A word of warning: I have no background in algebraic geometry, so please excuse my ignorance. References welcome (but please refrain from saying things like "read Hartshorne's Algebraic Geometry, it is explained in there somewhere" — this would not be particularly helpful.)
Let $k$ be an algebraically closed field and $n\in \mathbb{N}$. Consider the affine algebraic $S$ set given by points $(c_{i,j}^p)\in k^{n^3}$ (for $1\leq i,j,p\leq n$) that satisfy $$\sum_{p}c_{ij}^pc_{p,m}^t=\sum _{t}c_{i,p}^t c_{j,m}^p$$ for all $1\leq i,j,m\leq n$.
In these notes on page 17, Kontsevich and Soibelman claim that this affine algebraic set is an algebraic variety. There seem to be different conventions around: According to wikipedia some people mean by an algebraic variety an irreducible one, some do not require irreducibility.
- What do the authors mean by the term algebraic variety? Or rather how would one verify irreducibility in this context?
Let $(A,\mu)$ be an $n$-dimensional $k$-vector space, for $n\in \mathbb{N}$. Choose a basis $(e_i)_{1\leq i\leq n}$ of $A$. The above algebraic variety can be seen as the variety of structure constants of associative products on the vector space $A$. In particular, we can view the associative algebra $A$ with its structure constants $(c_{i,j}^p)$ (with respect to the basis $(e_i)_{1\leq i\leq n}$ of $A$) as a point in $S$. We have an action of the group $G=GL_k(A)$ on the set $S$ given by conjugation: By identifying the point $(c_{i,j}^p)\in S$ with an element in $\{f\in\operatorname{Hom}_k(A\otimes_k A,A)\ \vert \ f \text{ associative}\}$ by viewing it as the structure constants of an associative multiplication, we can define the action as $$\phi.f(a,b):=\phi(f(\phi^{-1}(a),\phi^{-1}(b))$$ for $a,b\in A$ and $\phi\in GL_k(A), f \in \{f\in\operatorname{Hom}_k(A\otimes_k A,A)\ \vert \ f \text{ associative}\}.$
- Now, $GL_n(A)$ is an algebraic group. Is the action just defined an algebraic $G$-action (that is, is the $G$-action map a morphism of varieties)?
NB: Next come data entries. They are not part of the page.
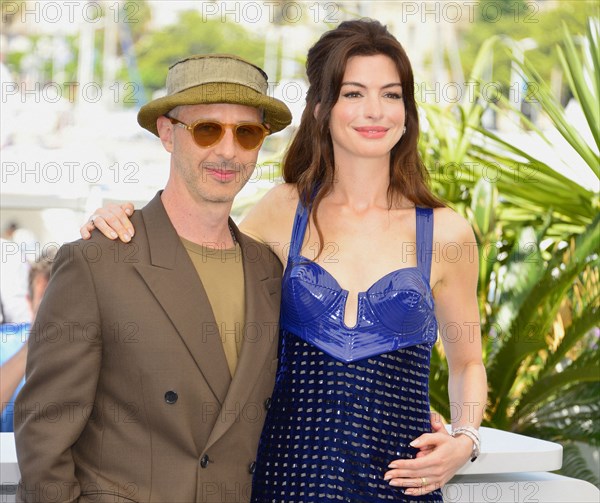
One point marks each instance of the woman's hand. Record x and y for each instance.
(112, 221)
(439, 458)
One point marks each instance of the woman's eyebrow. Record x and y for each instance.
(358, 84)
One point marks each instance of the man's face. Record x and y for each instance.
(214, 174)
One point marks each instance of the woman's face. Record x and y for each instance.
(368, 118)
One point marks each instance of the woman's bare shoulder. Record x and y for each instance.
(271, 219)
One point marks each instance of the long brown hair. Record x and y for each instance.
(309, 161)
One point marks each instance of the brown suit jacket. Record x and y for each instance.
(128, 396)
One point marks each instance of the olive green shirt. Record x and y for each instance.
(222, 274)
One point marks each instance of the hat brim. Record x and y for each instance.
(277, 114)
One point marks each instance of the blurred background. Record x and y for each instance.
(508, 94)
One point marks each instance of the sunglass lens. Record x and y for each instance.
(249, 136)
(207, 133)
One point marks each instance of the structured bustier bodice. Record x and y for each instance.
(395, 312)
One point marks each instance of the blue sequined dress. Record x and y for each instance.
(347, 401)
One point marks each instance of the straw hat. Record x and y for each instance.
(215, 78)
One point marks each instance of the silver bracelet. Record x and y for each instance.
(473, 434)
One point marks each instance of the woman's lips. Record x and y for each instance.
(372, 132)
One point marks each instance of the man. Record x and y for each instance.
(134, 389)
(13, 351)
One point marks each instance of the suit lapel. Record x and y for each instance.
(260, 333)
(174, 282)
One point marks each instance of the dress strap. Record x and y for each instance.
(300, 223)
(424, 240)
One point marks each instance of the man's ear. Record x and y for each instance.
(165, 132)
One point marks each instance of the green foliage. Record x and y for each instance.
(539, 286)
(524, 20)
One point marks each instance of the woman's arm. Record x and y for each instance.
(111, 220)
(455, 293)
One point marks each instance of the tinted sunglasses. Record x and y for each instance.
(248, 135)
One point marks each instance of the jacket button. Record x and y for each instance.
(171, 397)
(204, 460)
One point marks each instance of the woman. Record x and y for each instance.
(366, 286)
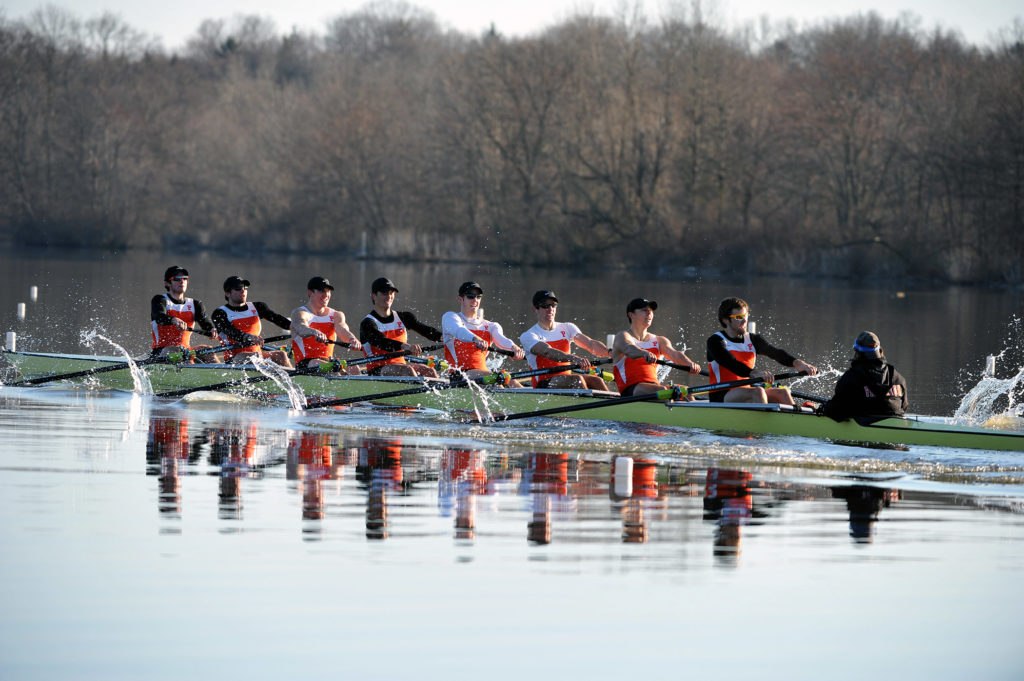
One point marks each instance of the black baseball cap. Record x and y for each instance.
(382, 285)
(469, 287)
(174, 270)
(318, 284)
(541, 296)
(640, 303)
(235, 282)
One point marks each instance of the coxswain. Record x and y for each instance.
(384, 331)
(238, 323)
(316, 327)
(468, 335)
(870, 386)
(549, 343)
(732, 351)
(174, 316)
(636, 351)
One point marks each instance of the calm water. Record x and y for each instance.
(145, 538)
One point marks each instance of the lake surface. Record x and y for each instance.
(214, 538)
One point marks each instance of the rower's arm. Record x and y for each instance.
(273, 317)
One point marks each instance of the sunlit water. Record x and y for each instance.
(217, 537)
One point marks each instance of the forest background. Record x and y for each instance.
(859, 147)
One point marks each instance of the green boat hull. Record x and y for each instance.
(741, 420)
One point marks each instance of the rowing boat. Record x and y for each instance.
(742, 420)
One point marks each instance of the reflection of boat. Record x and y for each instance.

Consider the orbit space $M=S/G$.
The authors write:
Let us consider the tangent space $T_{[A]}M$ at a given point $[A]=(A,(c_{i,j}^m))\in M$. For a one-parameter first-order deformation of an associative product we can write $c_{i,j}^m(h)=c_{i,j}^m+ \tilde{c}_{i,j}^mh+O(h^2).$
- What notion of tangent space is meant here? I have read on the Zariski tangent space of an algebraic variety, but here $M$ is a quotient space; and I don't know why I should expect it to be an algebraic variety again.